A review by Juan Vivero-Escoto and colleagues at Iowa State University describes progress that has been made in this quick-moving area of research. In particular they focus on how mesoporous silica nanoparticles (MSNs) are being developed for this purpose. MSNs are tiny particles that have channels and gaps within them capable of holding and releasing a cargo or drug. Because of the channels they have a large surface area so can hold a large amount of the drug, which gives them an advantage over other delivery systems. Silica is usually not very compatible with the body and this can cause problems, but in the form of MSNs it has been shown to be less problematic. MSNs are easily taken up by cells of many different sorts, and can be designed and functionalized easily with, e.g., gold nanoparticles or polymers. This modification can make them responsive to triggers such as pH, enzymatic activity, light, electromagnetic field, or ultrasound to give a tuned release of their cargo. The MSNs could also be attached to antibodies or other specific recognition groups so that the contents would only be released to certain sorts of cells. The possibilities are many and varied.
Plant and animal cells have very different properties as their cell walls are constructed differently, and often things that work for plants will not work for animal cells, and vice versa. However MSNs can also be used for transport into plant cells, which may be useful for scientists trying to treat plant diseases or to improve crops.

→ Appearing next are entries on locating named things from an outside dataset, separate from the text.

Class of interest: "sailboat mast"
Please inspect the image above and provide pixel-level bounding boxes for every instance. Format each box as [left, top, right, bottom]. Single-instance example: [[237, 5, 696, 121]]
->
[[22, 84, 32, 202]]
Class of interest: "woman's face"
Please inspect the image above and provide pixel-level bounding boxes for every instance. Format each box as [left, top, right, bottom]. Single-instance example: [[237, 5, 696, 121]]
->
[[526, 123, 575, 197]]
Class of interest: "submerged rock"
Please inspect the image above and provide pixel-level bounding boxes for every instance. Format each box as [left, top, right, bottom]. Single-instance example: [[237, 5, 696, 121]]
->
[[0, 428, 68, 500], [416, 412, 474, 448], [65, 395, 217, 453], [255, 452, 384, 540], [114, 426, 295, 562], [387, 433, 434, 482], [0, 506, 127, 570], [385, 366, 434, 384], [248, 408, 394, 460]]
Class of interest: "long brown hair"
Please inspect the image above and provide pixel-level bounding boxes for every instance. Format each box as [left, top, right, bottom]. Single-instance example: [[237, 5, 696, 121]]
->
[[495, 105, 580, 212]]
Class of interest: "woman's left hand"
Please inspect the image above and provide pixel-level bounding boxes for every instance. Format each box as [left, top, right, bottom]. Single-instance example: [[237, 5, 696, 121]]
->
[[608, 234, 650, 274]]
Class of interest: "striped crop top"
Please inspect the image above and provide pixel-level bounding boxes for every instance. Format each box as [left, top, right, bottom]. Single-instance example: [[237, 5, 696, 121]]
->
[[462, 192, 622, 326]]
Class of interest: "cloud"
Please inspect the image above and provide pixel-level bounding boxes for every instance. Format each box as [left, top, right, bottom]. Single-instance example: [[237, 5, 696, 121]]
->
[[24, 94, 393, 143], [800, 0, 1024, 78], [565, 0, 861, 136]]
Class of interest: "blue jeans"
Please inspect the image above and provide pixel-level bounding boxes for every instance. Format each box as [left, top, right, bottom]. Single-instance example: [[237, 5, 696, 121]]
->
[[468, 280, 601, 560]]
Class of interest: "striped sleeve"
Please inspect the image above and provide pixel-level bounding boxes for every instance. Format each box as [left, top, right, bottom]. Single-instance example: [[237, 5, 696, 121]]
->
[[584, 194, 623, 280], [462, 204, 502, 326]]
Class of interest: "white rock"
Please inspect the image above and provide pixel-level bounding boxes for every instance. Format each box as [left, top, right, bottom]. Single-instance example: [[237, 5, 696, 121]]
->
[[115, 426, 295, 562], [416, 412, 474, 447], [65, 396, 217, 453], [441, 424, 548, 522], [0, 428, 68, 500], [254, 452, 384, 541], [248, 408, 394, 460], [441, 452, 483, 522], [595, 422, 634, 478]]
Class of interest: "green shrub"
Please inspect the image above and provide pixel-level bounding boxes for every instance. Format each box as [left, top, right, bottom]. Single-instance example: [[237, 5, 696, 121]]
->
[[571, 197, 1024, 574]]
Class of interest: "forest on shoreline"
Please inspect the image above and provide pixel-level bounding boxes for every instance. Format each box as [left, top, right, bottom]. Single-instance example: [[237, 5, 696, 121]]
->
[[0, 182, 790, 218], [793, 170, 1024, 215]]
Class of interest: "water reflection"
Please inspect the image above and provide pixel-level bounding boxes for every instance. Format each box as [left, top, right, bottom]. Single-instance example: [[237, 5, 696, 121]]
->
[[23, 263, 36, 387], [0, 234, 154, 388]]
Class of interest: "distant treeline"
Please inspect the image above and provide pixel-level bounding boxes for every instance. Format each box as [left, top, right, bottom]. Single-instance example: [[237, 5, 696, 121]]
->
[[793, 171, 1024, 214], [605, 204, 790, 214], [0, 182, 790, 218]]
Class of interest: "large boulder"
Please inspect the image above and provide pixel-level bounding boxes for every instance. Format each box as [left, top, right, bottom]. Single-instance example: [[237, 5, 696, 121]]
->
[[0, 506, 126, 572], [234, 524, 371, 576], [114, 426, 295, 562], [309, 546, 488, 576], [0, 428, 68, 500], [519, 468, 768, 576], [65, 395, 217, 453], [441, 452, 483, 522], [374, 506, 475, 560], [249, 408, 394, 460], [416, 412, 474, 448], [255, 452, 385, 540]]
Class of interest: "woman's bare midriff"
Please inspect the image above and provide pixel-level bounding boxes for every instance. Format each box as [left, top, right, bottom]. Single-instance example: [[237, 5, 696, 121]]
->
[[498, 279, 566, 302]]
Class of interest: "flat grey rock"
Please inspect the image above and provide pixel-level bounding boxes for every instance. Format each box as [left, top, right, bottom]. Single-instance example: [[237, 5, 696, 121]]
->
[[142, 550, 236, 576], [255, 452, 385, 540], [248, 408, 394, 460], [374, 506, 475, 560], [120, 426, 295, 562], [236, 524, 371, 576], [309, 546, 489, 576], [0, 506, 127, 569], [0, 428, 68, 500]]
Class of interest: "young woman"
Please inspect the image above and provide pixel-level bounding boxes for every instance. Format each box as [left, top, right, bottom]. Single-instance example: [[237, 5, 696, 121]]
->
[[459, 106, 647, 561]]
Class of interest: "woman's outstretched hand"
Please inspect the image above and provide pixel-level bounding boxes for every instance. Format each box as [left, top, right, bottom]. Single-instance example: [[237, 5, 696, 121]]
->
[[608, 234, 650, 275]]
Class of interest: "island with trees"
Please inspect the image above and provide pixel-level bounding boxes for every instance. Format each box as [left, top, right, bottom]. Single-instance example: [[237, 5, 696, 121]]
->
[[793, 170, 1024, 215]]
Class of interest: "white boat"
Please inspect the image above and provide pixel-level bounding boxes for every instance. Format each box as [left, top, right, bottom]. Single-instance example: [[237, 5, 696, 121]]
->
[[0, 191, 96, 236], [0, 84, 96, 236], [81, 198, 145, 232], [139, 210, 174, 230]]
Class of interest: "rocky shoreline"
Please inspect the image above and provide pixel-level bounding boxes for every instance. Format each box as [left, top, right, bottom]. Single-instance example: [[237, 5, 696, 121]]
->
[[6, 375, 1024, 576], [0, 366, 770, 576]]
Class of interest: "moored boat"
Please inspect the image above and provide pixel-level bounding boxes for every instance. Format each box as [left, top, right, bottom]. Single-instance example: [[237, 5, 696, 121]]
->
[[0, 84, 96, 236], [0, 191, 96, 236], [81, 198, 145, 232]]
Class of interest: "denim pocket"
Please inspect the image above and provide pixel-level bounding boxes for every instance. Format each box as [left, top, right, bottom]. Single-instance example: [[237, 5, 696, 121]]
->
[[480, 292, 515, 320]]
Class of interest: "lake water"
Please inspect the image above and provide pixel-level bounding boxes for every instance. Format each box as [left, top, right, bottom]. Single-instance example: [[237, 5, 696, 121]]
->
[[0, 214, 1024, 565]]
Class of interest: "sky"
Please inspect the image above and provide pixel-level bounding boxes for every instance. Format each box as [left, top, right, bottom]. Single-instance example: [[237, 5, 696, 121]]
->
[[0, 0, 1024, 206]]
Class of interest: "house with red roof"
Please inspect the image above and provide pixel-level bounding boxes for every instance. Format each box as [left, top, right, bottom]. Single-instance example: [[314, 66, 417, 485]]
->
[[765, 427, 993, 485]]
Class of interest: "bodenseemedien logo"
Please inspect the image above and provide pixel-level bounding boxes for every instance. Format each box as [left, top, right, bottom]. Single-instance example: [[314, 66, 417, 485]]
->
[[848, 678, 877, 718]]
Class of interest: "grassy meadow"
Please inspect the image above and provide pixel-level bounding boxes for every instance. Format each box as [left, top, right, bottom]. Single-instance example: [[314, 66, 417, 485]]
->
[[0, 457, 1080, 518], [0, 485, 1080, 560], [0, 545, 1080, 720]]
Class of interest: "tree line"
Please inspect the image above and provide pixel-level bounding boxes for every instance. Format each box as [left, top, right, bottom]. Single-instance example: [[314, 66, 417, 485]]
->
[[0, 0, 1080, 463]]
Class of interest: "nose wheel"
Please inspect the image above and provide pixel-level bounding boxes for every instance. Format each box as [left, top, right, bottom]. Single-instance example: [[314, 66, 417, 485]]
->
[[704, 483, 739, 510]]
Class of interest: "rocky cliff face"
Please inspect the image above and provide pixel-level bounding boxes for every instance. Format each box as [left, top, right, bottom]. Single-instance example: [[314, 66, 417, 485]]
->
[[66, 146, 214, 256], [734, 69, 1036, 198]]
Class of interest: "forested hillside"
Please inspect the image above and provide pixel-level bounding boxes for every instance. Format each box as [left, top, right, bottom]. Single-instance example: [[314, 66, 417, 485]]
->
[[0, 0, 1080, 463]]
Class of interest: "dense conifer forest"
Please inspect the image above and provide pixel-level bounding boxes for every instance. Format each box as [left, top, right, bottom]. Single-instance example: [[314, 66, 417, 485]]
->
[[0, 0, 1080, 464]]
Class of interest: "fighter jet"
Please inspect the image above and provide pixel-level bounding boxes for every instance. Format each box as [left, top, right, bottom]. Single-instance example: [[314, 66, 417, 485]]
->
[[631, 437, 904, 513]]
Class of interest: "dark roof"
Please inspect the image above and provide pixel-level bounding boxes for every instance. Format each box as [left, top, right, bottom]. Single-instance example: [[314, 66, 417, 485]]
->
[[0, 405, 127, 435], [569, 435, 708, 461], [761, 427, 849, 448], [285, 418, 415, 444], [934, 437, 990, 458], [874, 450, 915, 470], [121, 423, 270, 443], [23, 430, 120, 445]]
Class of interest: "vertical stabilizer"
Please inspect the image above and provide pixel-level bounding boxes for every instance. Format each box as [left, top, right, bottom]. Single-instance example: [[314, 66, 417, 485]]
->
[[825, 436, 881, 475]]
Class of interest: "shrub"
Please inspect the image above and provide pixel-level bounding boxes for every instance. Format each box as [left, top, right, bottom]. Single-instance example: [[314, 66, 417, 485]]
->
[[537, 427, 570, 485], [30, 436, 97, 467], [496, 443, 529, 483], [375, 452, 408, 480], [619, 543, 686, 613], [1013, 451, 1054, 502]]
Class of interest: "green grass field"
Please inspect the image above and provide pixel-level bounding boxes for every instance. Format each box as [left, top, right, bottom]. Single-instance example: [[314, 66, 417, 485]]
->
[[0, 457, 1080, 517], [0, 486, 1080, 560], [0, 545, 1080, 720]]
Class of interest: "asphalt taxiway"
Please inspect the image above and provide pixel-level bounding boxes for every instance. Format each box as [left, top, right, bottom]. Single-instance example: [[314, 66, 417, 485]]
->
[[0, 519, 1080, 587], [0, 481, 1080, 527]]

Current challenges in this area include the necessity to obtain an in-depth understanding of the way in which the MSNs are taken up by cells and how they degrade and are removed from the body. This review focuses mainly on what is known already about how differently functionalized MSNs are transported into cells and what happens to them once they are there.
Given the speed with which this field is moving, hopefully it should not be long before patients with cancer, metabolic diseases, and autoimmune diseases can all be treated with drugs delivered in a targeted fashion by MSNs. The next stage required is some in-depth toxicological studies.
The review is dedicated to the memory of one of the authors, Professor Victor S.-Y. Lin, who was one of the pioneers of this field. His co-authors have also published widely on nanoparticles and their biocompatibility.